Keywords: Vision-Language Models, Code Generation, Digital Gene
Abstract: Building structured world representations for robotic agents that can generalize and interact with the physical world is a core challenge in AI. The recently proposed $\textit{Digital Gene}$ offers a promising direction by representing objects as explicit, programmatic blueprints, addressing the generalization and interpretability bottlenecks of end-to-end learning paradigms.
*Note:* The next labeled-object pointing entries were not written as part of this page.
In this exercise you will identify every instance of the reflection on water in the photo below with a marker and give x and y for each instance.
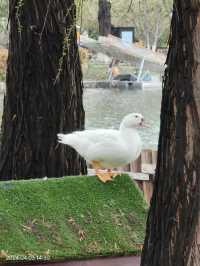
(106, 107)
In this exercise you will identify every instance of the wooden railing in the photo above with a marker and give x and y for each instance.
(142, 171)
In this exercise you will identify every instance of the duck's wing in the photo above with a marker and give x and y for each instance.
(83, 140)
(98, 135)
(110, 153)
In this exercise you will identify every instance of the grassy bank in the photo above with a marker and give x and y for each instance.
(71, 217)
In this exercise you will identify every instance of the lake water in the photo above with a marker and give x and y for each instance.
(105, 108)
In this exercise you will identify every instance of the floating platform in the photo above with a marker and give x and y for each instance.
(106, 84)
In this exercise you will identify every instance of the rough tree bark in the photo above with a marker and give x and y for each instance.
(104, 17)
(44, 91)
(172, 237)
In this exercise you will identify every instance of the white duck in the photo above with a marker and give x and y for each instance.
(108, 148)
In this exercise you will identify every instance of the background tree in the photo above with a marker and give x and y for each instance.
(104, 17)
(44, 91)
(172, 236)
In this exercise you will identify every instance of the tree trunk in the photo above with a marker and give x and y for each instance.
(44, 91)
(172, 236)
(157, 31)
(104, 17)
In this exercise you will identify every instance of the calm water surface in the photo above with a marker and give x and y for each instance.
(105, 108)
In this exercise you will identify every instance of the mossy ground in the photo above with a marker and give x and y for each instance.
(71, 217)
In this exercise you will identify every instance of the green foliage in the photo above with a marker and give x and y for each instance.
(72, 217)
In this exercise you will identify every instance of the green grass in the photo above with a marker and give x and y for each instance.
(71, 217)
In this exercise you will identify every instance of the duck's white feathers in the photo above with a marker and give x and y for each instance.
(103, 145)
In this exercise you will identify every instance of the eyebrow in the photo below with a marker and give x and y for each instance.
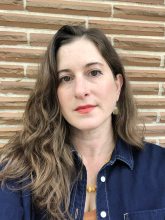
(87, 65)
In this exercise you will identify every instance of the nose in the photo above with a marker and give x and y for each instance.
(81, 88)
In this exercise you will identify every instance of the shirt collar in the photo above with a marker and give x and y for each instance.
(123, 152)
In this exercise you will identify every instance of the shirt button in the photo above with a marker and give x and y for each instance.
(103, 214)
(103, 179)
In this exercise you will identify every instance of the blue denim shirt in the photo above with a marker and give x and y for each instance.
(131, 186)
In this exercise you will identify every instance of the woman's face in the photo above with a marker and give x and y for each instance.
(87, 90)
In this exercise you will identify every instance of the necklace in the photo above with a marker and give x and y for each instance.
(93, 189)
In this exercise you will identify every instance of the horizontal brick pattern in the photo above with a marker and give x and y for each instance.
(135, 30)
(11, 4)
(69, 8)
(139, 13)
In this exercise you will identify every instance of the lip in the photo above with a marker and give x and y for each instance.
(85, 109)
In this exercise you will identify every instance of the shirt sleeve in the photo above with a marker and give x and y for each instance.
(11, 204)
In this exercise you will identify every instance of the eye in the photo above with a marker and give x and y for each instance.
(65, 79)
(95, 72)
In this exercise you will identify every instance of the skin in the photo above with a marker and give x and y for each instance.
(85, 78)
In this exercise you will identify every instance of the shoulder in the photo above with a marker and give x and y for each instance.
(14, 202)
(153, 155)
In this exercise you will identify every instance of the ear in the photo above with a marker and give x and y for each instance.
(118, 83)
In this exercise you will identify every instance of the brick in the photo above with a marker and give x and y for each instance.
(32, 72)
(11, 71)
(146, 75)
(140, 60)
(13, 102)
(6, 133)
(12, 38)
(41, 40)
(21, 55)
(128, 28)
(162, 117)
(159, 2)
(38, 22)
(162, 142)
(69, 8)
(11, 118)
(145, 89)
(142, 44)
(23, 88)
(150, 103)
(11, 4)
(153, 131)
(148, 117)
(139, 13)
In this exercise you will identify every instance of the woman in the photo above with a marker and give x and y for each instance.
(80, 153)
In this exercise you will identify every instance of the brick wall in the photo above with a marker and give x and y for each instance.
(136, 28)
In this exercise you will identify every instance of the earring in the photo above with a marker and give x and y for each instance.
(116, 111)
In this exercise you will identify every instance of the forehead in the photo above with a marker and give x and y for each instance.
(80, 52)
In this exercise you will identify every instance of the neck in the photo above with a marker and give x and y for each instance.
(94, 144)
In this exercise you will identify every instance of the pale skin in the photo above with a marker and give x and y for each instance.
(85, 78)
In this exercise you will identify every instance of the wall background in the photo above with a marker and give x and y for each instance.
(136, 28)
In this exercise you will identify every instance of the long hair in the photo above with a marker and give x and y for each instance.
(40, 151)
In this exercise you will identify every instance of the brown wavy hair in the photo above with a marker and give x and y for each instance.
(40, 150)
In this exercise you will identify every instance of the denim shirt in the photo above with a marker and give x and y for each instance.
(131, 186)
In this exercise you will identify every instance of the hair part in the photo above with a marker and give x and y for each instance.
(40, 151)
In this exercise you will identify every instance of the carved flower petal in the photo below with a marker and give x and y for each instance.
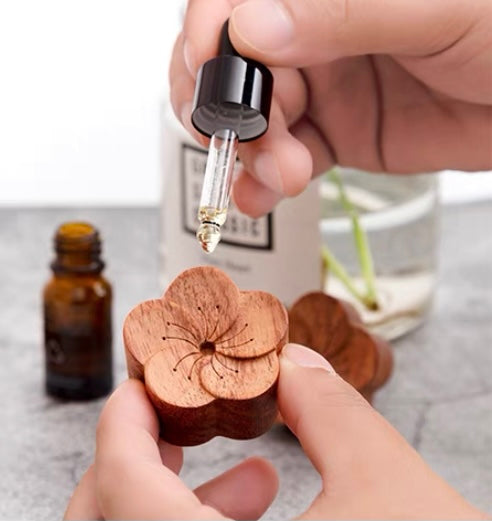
(253, 378)
(174, 379)
(147, 324)
(209, 296)
(261, 327)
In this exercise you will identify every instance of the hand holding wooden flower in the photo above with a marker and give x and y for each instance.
(208, 354)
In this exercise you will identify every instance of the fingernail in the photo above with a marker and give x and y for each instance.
(305, 357)
(263, 24)
(267, 172)
(189, 58)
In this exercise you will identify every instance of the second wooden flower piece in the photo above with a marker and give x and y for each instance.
(333, 328)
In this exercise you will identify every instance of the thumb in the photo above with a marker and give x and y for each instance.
(294, 33)
(334, 423)
(367, 468)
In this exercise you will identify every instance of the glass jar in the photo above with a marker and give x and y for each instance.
(400, 216)
(77, 317)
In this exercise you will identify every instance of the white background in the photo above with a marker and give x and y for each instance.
(81, 85)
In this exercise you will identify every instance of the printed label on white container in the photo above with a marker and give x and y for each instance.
(278, 253)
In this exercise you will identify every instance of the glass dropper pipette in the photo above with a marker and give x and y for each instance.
(216, 189)
(232, 104)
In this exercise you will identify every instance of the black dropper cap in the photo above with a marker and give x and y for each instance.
(232, 92)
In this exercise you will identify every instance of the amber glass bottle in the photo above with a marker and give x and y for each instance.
(77, 317)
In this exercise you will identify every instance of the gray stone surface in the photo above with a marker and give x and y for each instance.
(440, 396)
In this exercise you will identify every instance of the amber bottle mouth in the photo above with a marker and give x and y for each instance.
(78, 248)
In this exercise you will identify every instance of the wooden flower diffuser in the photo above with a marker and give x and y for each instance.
(333, 328)
(208, 355)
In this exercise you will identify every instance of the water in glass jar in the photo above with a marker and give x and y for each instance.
(400, 216)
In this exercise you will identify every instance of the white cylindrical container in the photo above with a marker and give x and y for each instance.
(278, 253)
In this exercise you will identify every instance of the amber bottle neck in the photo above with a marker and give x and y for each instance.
(78, 250)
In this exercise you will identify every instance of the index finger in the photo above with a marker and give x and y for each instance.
(131, 481)
(202, 25)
However, the practical application of this technology is hindered by a critical bottleneck: creating these genes for real-world objects. Prior methods rely on 3D data, which is difficult to acquire at scale, while parsing directly from ubiquitous 2D images remains an unsolved challenge.
In this work, we introduce $\textbf{GeneVLM}$, a vision-language framework that addresses this bottleneck by automatically parsing executable Digital Gene from a single 2D image.
First, we propose a specialized and scalable model designed for the image-to-gene parsing task. Second, to enable its training, we design an efficient and scalable procedural pipeline to synthesize a diverse, multi-million-pair dataset of images and their corresponding Digital Genes. Third, to facilitate rigorous evaluation, we establish and release the first comprehensive, multi-dimensional benchmark for this task. Our experiments show that GeneVLM successfully recovers complex object structures and exhibits consistent performance scaling with increased model size, validating the effectiveness of our integrated approach.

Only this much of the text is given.